No texto não é mencionado que o FOR-MAR e a ENIDH são também entidades formadoras autorizadas a ministrar a formação referida, excluindo as mesmas do conjunto de possibilidades que os profissionais podem optar. Importa referenciar que o FOR-MAR realiza formação em todo o país, desde Matosinhos a Olhão, praticando preços competitivos e estando os seus centros próximos dos utilizadores. O ITN tem apenas um centro de formação, localizado em Lisboa, obrigando a dispendiosas despesas com deslocação e estadia dos alunos.
Face ao exposto é tempo para questionar: os sindicatos devem servir prioritariamente os trabalhadores ou os seus próprios e intricados interesses?

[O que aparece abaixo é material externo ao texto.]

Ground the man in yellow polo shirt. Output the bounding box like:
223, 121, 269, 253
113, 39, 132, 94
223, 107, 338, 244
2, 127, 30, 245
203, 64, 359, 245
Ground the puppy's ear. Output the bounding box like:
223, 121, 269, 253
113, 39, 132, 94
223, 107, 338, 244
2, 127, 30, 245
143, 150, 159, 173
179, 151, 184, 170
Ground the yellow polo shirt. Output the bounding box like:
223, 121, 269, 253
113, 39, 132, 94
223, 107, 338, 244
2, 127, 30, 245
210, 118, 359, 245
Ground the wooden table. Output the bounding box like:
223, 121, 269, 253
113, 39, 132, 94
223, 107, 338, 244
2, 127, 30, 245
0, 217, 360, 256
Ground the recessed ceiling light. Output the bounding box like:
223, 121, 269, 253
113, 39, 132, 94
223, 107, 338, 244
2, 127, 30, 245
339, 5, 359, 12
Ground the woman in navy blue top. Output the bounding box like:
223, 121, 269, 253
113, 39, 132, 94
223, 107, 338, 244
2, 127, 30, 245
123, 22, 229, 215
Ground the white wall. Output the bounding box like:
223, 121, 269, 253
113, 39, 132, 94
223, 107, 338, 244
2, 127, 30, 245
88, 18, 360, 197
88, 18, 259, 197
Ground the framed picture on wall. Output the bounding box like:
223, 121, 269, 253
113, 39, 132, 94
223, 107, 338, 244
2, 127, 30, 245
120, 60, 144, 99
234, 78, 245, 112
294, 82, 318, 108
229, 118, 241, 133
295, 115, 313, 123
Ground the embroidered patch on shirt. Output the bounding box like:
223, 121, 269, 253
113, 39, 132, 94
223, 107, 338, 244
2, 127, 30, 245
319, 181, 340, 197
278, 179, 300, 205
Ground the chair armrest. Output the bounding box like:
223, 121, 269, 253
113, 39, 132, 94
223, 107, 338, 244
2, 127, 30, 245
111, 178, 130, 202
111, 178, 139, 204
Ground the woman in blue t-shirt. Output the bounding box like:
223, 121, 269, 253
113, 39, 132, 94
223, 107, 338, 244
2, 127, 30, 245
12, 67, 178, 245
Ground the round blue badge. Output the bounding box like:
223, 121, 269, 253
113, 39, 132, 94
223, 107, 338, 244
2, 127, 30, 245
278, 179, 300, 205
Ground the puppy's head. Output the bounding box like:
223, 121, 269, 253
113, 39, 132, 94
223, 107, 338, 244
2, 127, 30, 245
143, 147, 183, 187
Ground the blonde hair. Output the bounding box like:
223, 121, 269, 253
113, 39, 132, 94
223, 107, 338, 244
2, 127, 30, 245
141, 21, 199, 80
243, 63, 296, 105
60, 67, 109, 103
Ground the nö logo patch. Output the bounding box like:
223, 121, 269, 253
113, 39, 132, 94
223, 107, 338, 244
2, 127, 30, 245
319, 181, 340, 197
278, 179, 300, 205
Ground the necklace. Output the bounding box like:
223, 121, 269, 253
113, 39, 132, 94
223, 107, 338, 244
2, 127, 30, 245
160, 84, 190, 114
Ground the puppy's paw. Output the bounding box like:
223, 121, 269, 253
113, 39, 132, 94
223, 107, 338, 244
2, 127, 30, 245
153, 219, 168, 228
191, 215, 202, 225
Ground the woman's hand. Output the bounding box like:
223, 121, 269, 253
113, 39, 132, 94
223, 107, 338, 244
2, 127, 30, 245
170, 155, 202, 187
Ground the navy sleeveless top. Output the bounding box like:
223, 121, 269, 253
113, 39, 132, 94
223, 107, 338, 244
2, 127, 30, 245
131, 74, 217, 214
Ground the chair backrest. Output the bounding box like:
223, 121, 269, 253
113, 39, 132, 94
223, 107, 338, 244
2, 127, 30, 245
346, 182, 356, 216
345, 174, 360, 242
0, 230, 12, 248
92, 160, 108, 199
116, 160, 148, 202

Por fim, importa referir a plataforma online STCW-IS. Desenvolvido pela Agência Europeia de Segurança Marítima (EMSA), o STCW-IS é um sistema de informação baseado na web, projetado para ajudar todos os que desejam encontrar informações confiáveis sobre as administrações marítimas nacionais e instituições de ensino e formação marítima (MET maritime education and training).
Curiosamente, a plataforma STCW-IS apenas identifica duas instituições de ensino marítimo reconhecidas em Portugal: o ITN e a ENIDH. Nem o FOR-MAR nem o IPTL fazem parte da lista, apesar de serem aprovadas pela DGRM.
Alguém anda a dormir no posto de trabalho.